I would hope that I could be as strong as women past. Edith Roosevelt hung a photo of her dead son on her mantel to defy the Germans who sent it to her. I picture her when times get difficult. I'm certain that Civil War women deserve far more respect and admiration than I can guess.
Military wife-ing has gotten progressively easier, no matter what anyone says. Watch Glory and imagine your husband fighting for freedom back then if you don't believe me.
Posted by Sarah at January 4, 2005 09:20 PMWhile I do not doubt they suffered much, I feel the wives of today's army have it much, much worse.
This is not an argument one wishes to elaborate upon, but for me you have it far worse.
That being said, you've nothing to worry about anyway ;)
Posted by: Sean at January 4, 2005 11:39 PMthe wife and families endure more hardship than us, soldiers. we love our families; they didn't sign up for the army we did. great blog.
Posted by: Sminklemeyer at January 5, 2005 04:46 AMI think we have it better than the wives of soldiers serving in every war before OEF/OIF. Today's wives have information thrown at them from every direction. (Radio, TV, Internet, email, snail mail, phones, etc.)
Civil/WWI/WWII war wives had rumors and imagination to deal with, just as current wives does. However, today's wives can combat rumor and imagination with all of the other media input. Before the rumors of a soldiers death or injury can begin to circulate units and FRG's are initiating phone rosters to head off the rumors.
As recently as the Vietnam War, spouses were forced to move out of quarters (housing) when their spouses deployed. Imagine having to move out of quarters these days with each deployment.

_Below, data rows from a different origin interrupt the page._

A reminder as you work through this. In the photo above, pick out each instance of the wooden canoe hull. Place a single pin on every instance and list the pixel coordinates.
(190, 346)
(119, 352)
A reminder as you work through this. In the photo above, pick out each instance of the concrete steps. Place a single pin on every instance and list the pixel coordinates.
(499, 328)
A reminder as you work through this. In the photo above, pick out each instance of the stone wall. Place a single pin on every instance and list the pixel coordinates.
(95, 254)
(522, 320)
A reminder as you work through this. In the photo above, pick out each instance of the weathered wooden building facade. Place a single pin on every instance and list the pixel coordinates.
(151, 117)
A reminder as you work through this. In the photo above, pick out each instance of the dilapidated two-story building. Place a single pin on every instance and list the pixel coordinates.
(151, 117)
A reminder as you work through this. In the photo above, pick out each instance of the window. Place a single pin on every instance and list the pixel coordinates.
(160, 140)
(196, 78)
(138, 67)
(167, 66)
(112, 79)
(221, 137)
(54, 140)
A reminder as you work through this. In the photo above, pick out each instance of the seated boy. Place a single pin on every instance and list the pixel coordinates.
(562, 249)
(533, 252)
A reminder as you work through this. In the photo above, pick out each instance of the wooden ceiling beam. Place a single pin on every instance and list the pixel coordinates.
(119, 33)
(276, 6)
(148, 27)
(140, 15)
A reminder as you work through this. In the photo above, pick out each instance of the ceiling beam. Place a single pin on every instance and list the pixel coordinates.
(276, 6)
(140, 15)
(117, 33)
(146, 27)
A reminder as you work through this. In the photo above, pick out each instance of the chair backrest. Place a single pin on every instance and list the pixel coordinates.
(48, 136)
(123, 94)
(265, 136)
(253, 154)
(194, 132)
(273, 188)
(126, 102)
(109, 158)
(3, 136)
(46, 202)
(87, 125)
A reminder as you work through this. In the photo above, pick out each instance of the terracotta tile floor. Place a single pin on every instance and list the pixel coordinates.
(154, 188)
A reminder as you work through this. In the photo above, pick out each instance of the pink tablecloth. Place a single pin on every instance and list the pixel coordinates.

Oh what fun we would have had!
With modern communication like telephones, e-mail, blogs, and the like, you can at least periodically be in contact with your husband. Imagine just getting letters once a week or month, and not hearing their voice for years on end.
Or imagine in times of sailing ships where you would hear virtually nothing of your husband for 2 or 3 years!!
Posted by: Tom at January 5, 2005 04:29 PMThere is a major difference in the current families left behind. In the past units were community based. This concept includes Soldiers mobilized from one post. There was a community tie and affiliation with the deployed as well as an ingrained support for the families left behind. Today with so many reserve component forces being mobilized spouses left behind are often living in communities where they are the only household going through the experience. This can lead to stress put on what were previous friendships. Spouses hear comments like, "How are you going to get by with him gone for a year?", "I couldn't do that, I love my family too much." such comments stir ire in spouses. Thoughts of retorts flare "I don't know, perhaps you could give me a hand with my 4 kids while I mow the lawn/shovel snow/etc" or “Yeah, I know what you mean, I guess my husband doesn't love us as much as you love your family as demonstrated by your lack of commitment." It never ceases to amaze me how many people support the troops but will not invite or socialize with the spouses who need social interaction the most when the other adult in the household is gone for months and often years at a time. Support the troops yes, but lend a hand and actually help the wives left behind.